Observa lo que hacen realmente los estados y el vocabulario de los países se desmorona por completo. Japón protesta contra Rusia por las islas Kuriles mientras lucha por seguir comprando gas ruso de Sajalín. Turquía forma parte de la OTAN mientras depende de Irán para una octava parte de su gas natural. Pakistán es un importante aliado de Estados Unidos fuera de la OTAN mientras profundiza su comercio con Irán, con China respaldándolo. Arabia Saudita y los Emiratos Árabes Unidos operan con el dólar mientras se unen a la red de compensación del yuan y a la plataforma de moneda digital creada para eludir el dólar. Los estados del Pacto de La Meca son clientes de Estados Unidos que construyen un bloque de defensa mutua que podría admitir a Irán.
Si preguntas "¿a qué polo está más cerca cada uno de estos?", obtendrás una respuesta sin sentido, porque la pregunta presupone una exclusividad que ya no existe. En cambio, pregunta "¿a cuántos nodos está conectado cada uno y cómo trabaja para reducir su dependencia de alguno en particular?" y cada uno de estos comportamientos se aclara. Esto es la multialineación: el cultivo deliberado de múltiples conexiones y el rechazo a la pertenencia exclusiva; y es la estrategia racional de un nodo en una red, no el comportamiento anómalo de un cuerpo que no puede decidir a qué sol orbitar. Las membresías superpuestas de la era —BRICS, la OCS, el CCG, la OTAN, CIPS y SWIFT, todas interconectadas— no son un lío que deba ordenarse en grupos. Son la estructura intrínseca de un mundo nodal.
El límite honesto
Nada de esto invalida el concepto de «multipolaridad», y la precisión es fundamental en ambos sentidos. Existe una concentración genuina en el sistema: Estados Unidos y China son supernodos cuya atracción gravitatoria es real, y la rivalidad entre grandes potencias no ha desaparecido con el lenguaje de las redes. En la dimensión militar-estratégica —la disuasión, las alianzas, la geometría rígida de la fuerza— el vocabulario tradicional de potencias y esferas sigue vigente, y un analista serio lo tiene presente.

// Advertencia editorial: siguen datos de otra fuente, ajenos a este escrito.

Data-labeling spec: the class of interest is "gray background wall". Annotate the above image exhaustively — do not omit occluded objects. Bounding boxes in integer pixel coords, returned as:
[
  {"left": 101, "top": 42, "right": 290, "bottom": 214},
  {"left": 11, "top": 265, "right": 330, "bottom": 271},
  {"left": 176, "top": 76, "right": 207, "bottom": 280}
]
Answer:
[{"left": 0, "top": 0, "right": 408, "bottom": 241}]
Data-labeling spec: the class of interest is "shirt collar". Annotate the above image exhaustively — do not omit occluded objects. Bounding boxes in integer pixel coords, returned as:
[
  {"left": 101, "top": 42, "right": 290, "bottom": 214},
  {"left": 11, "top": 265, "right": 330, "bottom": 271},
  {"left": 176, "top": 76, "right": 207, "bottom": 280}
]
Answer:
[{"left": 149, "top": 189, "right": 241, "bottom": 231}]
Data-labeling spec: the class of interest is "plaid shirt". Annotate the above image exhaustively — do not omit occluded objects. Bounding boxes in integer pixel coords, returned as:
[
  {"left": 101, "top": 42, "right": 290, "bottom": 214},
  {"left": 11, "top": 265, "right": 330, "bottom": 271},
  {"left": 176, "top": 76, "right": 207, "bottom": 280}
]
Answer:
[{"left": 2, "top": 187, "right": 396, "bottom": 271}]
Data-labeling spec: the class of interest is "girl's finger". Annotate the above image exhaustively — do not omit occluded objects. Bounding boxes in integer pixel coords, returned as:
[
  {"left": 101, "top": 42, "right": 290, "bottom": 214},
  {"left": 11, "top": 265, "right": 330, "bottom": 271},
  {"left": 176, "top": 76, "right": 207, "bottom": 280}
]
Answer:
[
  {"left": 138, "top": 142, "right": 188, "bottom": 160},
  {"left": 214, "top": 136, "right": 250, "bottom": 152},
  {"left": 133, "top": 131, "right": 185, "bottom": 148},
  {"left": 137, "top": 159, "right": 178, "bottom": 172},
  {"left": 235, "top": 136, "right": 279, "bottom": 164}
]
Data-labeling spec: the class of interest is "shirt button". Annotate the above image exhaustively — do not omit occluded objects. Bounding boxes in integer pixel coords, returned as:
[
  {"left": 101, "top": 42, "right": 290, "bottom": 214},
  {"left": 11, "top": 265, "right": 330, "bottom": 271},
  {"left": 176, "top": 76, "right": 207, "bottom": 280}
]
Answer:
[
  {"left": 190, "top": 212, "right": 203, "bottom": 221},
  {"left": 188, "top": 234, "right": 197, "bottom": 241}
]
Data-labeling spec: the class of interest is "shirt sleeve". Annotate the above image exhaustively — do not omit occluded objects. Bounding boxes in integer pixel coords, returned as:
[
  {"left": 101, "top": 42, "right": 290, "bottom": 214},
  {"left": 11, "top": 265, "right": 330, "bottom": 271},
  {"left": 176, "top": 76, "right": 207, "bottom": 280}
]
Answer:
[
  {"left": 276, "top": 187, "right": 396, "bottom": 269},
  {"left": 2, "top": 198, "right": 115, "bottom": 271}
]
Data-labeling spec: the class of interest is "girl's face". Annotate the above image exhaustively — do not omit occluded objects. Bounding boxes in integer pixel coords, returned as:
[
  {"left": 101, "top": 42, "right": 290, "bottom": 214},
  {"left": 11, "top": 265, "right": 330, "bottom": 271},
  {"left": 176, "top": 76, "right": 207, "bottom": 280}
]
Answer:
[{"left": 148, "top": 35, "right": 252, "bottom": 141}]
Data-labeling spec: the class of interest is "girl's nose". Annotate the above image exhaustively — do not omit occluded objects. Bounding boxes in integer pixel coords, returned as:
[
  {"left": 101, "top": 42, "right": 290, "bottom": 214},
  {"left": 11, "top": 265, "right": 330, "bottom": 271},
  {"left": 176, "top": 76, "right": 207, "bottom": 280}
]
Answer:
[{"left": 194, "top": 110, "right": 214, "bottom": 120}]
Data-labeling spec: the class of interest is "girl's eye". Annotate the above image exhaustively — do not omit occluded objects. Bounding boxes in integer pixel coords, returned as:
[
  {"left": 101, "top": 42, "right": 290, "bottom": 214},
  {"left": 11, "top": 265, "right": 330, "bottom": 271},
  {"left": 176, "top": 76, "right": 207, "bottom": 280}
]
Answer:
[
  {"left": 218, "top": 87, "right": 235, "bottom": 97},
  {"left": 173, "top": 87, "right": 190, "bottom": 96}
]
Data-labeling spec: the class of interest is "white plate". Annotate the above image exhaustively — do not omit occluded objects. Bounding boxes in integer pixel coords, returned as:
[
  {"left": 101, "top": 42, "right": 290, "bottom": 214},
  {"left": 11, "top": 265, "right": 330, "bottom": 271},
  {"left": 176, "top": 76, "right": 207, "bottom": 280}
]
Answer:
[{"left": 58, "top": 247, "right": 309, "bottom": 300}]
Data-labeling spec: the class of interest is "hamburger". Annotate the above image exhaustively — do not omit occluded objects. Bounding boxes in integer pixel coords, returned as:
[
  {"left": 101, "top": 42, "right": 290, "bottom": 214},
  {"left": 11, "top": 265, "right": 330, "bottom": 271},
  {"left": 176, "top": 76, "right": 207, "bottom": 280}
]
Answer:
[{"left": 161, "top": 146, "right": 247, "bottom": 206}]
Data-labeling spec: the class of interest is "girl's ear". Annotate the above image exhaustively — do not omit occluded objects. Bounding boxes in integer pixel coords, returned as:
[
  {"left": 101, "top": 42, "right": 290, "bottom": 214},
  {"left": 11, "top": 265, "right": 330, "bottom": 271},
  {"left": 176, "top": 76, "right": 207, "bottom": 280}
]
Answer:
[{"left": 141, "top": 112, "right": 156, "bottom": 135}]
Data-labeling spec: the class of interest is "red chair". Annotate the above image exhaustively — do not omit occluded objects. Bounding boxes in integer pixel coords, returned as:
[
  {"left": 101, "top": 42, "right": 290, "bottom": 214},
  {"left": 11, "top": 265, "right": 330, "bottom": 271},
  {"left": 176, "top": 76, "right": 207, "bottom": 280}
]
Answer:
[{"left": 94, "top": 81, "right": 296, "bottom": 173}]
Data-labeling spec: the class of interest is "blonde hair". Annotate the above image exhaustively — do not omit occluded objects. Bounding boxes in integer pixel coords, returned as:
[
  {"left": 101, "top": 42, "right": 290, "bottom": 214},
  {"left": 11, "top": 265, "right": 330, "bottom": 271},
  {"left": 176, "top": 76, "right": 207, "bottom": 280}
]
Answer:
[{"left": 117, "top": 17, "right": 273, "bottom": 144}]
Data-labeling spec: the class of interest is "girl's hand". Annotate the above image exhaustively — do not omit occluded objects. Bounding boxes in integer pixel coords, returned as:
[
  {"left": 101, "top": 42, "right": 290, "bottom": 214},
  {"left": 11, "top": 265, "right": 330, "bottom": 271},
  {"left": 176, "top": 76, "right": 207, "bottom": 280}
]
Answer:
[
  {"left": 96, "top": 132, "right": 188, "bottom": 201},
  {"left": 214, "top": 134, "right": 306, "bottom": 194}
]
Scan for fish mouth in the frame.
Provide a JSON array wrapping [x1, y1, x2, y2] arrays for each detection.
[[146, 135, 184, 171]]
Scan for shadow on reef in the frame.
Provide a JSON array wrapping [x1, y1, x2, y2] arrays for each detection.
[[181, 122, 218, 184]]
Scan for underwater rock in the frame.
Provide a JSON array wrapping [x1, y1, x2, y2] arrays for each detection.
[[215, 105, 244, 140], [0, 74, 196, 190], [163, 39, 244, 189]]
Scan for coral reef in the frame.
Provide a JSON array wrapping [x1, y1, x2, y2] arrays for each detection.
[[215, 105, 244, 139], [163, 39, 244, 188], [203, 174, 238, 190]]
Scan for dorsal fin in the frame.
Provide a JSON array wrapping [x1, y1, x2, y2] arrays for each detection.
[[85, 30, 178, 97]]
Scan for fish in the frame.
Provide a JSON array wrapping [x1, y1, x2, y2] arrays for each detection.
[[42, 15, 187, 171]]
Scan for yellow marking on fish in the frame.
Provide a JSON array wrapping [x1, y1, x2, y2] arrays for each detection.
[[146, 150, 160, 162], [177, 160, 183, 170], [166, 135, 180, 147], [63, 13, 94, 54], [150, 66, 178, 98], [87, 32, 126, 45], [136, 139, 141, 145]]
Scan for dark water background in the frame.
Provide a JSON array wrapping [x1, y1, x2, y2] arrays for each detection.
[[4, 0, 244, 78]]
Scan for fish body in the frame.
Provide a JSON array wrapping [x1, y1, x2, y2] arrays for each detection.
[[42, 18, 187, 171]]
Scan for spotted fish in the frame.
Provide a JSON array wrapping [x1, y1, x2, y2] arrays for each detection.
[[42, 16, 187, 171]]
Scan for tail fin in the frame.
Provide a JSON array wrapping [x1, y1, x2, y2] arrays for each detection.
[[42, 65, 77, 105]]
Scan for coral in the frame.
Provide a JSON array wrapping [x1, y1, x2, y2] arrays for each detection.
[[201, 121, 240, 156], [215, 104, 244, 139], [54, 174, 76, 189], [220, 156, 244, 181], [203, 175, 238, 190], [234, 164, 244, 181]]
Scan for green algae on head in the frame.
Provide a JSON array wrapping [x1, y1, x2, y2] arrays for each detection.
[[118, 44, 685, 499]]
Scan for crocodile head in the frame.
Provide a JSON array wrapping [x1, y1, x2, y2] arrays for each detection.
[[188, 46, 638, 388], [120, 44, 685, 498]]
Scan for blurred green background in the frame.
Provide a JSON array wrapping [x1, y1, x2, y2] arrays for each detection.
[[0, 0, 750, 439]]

La multinodalidad no implica que todos los nodos sean iguales; se refiere a la estructura del conjunto, que es una red de centros radicalmente desiguales, en lugar de una simple alineación de polos opuestos y coincidentes. El argumento no es que la concentración haya desaparecido, sino que la topología es una red, y una red se describe mediante sus nodos.
Las palabras son lentes, y la lente determina los datos. Si buscas "multipolar", contarás las grandes potencias, dividirás el mundo en bloques y esperarás a que estos se consoliden; y te sorprenderás continuamente cuando el dólar se devalúe, cuando un Estado mediano tenga una influencia diez veces mayor, cuando un aliado con el que se firmó un tratado siga comerciando con el adversario, cuando una sanción acelere precisamente la fuga que pretendía evitar. Si buscas "multinodal", trazarás conexiones y medirás flujos, y todo se resolverá en un fenómeno único y coherente: un mundo que se reconfigura, pasando de un sistema radial con un centro obligatorio a una densa red con múltiples centros. No se trata de un mundo multipolar en ciernes, sino de un mundo multinodal, y acertar con el término es el primer requisito para comprenderlo con claridad.